19 Dec 2015

'Skinny' budget put kibosh on KiwiSaver

3:59 pm on 19 December 2015

Official documents show Treasury believes automatically enrolling all workers in KiwiSaver is affordable, and if combined with an awareness campaign could have far reaching benefits.

Man holding piggy banks

Man holding piggy banks Photo: 123RF

Last month Finance Minister Bill English said plans for a one-off mass enrolment were off the table, because the government's surplus was too "skinny" and it could not afford it.

Papers released to RNZ News under the Official Information Act show Treasury estimated 271,386 people could be enrolled through a one-off exercise in July 2016.

It said depending on take up, it could cost an extra $28 - $86 million in the next four years, plus $3.4m - $4.5m in Inland Revenue administration costs.

Just days after using this year's budget to axe the $1000 KiwiSaver kickstart fund, Mr English said the government would look at bringing in mass auto-enrolment for the retirement savings scheme.

At the time he said auto-enrolment would be cheaper without the kickstart.

Labour's finance spokesperson Grant Robertson said the cost was lower than expected and the government's decision not to go ahead showed the its lack of commitment to the savings scheme.

Grant Robertson

Grant Robertson Photo: RNZ / Diego Opatowski

"They've consistently undermined KiwiSaver: cutting back on their contributions for the Member Tax Credit, getting rid of the kick-start ... and unfortunately their lack of commitment to KiwiSaver means they are not likely to follow through on the idea of auto-enrolment."

Mr Robertson said it was very disappointing.

"While Treasury had some concerns about whether there were large numbers of people who would be captured in an auto-enrolment exercise, it has recognised the value to New Zealand of getting people," he added.

Treasury prefers one-off scheme

Treasury concluded that while the cost was affordable, it exceeded the benefits, because the overall boost to the economy was limited and national savings would only rise by $16m - $18m.

Officials' preferred option was to conduct a one-off mass auto-enrolment exercise alongside a public awareness campaign designed to improve engagement with the retirement savings scheme.

A campaign was needed, it said, because almost 1 million members did not currently make contributions to their account.

Treasury noted that 23 percent of wage and salary earners already enrolled did not receive government subsidies, either because they were ineligible or because they made no contributions themselves.

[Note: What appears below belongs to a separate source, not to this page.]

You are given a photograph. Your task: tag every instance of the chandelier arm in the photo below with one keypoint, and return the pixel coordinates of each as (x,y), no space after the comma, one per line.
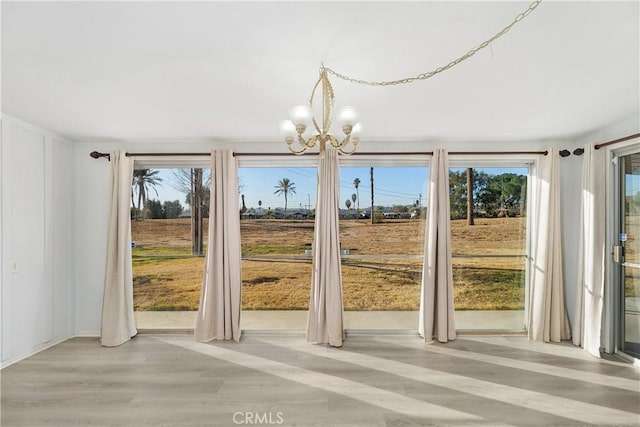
(424,76)
(345,142)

"One-off enrolment could be made worthwhile if combined with a wider KiwiSaver awareness campaign by government and providers to improve choices of fund, asset allocation decisions and the enforcement of market discipline on KiwiSaver providers," Treasury said.

It noted the one-off exercise would probably only boost membership by between 5-7 percent, bringing forward what would happen naturally in three years of organic growth.

"Nevertheless, there are some economic growth, economic sustainability and welfare outcomes that can be advanced by KiwiSaver's policies and increasing enrolment via the scheme," it concluded.

Treasury said the Commission for Financial Capability also endorsed the idea of an awareness campaign.